At the heart of this evaluation is a practical question: how do CFIRP’s blended Service Delivery Models work in real conditions? We are examining whether these models still fit farmers’ needs, whether they make business sense for traders, and whether they support farmers to adopt regenerative practices that can strengthen soil health and income resilience.

Fieldwork for the CFIRP evaluation includes focus group discussions to understand how service delivery models work in practice and how farmers experience them. The picture shows a FGD that took place in Uganda.
Fieldwork for the CFIRP evaluation includes focus group discussions to understand how service delivery models work in practice and how farmers experience them. The picture shows a FGD that took place in Uganda.

Why Contribution Analysis applies to this context

Because coffee systems are influenced by multiple factors at once, we are using a theory-based, mixed-method Contribution Analysis approach. Rather than trying to claim a single “cause”, this approach helps build a strong plausibility case by triangulating evidence. We compare results across baseline, midline and endline data, look at differences between farmers with different levels of service exposure, and test alternative explanations such as climate shocks, market volatility and reforms.

Evidence that we are bringing together

Our evidence includes an endline household survey, partner monitoring data, interviews and focus group discussions, and soil testing aligned with earlier rounds (analysed by CropNuts).
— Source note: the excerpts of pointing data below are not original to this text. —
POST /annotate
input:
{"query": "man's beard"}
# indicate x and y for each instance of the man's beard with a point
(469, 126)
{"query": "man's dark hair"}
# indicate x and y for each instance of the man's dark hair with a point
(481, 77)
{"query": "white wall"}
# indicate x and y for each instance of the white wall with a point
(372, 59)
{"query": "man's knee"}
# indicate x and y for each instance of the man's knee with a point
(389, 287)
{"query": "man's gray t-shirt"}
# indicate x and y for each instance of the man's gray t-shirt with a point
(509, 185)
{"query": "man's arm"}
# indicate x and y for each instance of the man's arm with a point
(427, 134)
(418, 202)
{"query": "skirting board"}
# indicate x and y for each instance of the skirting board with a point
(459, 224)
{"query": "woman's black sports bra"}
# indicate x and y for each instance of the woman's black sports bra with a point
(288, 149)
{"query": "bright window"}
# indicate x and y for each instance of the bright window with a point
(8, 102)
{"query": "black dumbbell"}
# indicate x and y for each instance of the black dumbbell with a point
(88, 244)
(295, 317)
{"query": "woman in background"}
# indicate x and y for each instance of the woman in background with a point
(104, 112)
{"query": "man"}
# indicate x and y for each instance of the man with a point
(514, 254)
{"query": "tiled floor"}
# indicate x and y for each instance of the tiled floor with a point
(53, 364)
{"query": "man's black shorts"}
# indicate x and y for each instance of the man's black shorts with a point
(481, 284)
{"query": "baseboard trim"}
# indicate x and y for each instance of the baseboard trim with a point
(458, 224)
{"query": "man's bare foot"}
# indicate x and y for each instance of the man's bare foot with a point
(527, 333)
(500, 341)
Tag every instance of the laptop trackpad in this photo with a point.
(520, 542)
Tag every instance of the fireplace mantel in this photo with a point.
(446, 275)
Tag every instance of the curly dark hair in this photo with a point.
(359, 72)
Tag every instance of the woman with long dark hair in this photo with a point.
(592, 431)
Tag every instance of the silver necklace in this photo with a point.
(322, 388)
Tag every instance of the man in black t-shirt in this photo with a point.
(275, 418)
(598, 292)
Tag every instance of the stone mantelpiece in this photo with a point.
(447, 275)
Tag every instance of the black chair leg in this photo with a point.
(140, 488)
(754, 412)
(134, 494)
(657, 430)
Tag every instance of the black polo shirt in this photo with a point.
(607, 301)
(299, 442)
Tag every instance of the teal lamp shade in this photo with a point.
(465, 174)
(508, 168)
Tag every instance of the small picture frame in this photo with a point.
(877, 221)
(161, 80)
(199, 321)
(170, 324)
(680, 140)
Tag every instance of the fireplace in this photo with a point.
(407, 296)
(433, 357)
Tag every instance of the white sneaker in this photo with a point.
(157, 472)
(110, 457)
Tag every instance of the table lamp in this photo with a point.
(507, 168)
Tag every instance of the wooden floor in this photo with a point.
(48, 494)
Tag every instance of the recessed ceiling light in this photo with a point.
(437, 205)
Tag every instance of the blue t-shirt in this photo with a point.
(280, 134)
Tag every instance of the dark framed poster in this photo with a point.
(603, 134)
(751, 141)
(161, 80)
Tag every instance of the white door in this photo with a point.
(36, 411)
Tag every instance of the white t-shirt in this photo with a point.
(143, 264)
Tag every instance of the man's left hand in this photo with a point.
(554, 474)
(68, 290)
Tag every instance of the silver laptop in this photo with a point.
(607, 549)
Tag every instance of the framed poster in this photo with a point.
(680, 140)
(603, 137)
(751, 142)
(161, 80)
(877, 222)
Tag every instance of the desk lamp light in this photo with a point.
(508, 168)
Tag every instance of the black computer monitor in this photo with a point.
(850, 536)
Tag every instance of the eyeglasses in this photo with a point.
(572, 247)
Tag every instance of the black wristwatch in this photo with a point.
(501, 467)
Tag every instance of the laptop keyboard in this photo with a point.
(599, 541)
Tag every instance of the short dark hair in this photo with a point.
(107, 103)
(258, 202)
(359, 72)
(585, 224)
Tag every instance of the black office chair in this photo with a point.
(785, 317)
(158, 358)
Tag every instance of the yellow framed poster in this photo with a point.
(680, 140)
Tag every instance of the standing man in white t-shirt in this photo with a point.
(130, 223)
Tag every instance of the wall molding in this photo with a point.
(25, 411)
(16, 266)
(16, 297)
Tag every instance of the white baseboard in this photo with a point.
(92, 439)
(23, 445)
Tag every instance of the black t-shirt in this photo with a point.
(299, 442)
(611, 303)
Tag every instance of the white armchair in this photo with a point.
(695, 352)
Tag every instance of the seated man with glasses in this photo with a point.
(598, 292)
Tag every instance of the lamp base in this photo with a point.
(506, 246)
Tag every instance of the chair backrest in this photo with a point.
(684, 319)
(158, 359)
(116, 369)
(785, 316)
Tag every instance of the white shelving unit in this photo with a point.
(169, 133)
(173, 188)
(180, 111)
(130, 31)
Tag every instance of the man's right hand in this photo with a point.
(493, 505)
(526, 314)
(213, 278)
Where we are in the process

We are currently in the fieldwork and analysis phase until mid-March. However, early signals from our field visit in Kenya suggest several developments worth paying attention to.

Field visits help connect household and monitoring data with day-to-day farming and post-harvest practices.
Field visits help connect household and monitoring data with day-to-day farming and post-harvest practices.

Early signals from the Kenya field visit

·       A sector adapting fast: Recent coffee-sector reforms appear to be changing how money and incentives flow in the value chain, and some service delivery models are adjusting their approach rather than continuing “business as usual”.

·       Cooperatives taking a central role: Cooperatives are increasingly organising services for farmers, including advances/input finance and working with partners to bring services closer to farmers.

·       Practical interest in regenerative options: Farmers’ early feedback points to strong interest in regenerative agriculture and diversification activities that feel useful in day-to-day farming, including composting and dairy-related options.

·       Local delivery, local entrepreneurship: In some places, lead farmers/promotors are not only supporting peers, but are also starting small paid services (for example, composting workshops or nurseries). If validated, this could be a promising pathway for sustainability.

The evaluation looks at how incentives and services move through the coffee value chain, including how cooperatives and traders organise delivery and finance.
The evaluation looks at how incentives and services move through the coffee value chain, including how cooperatives and traders organise delivery and finance.

What happens next

The full evidence base will be analysed and validated in the following phases of the evaluation. This will ensure that learning is grounded, and accountability is supported by what the data can credibly show.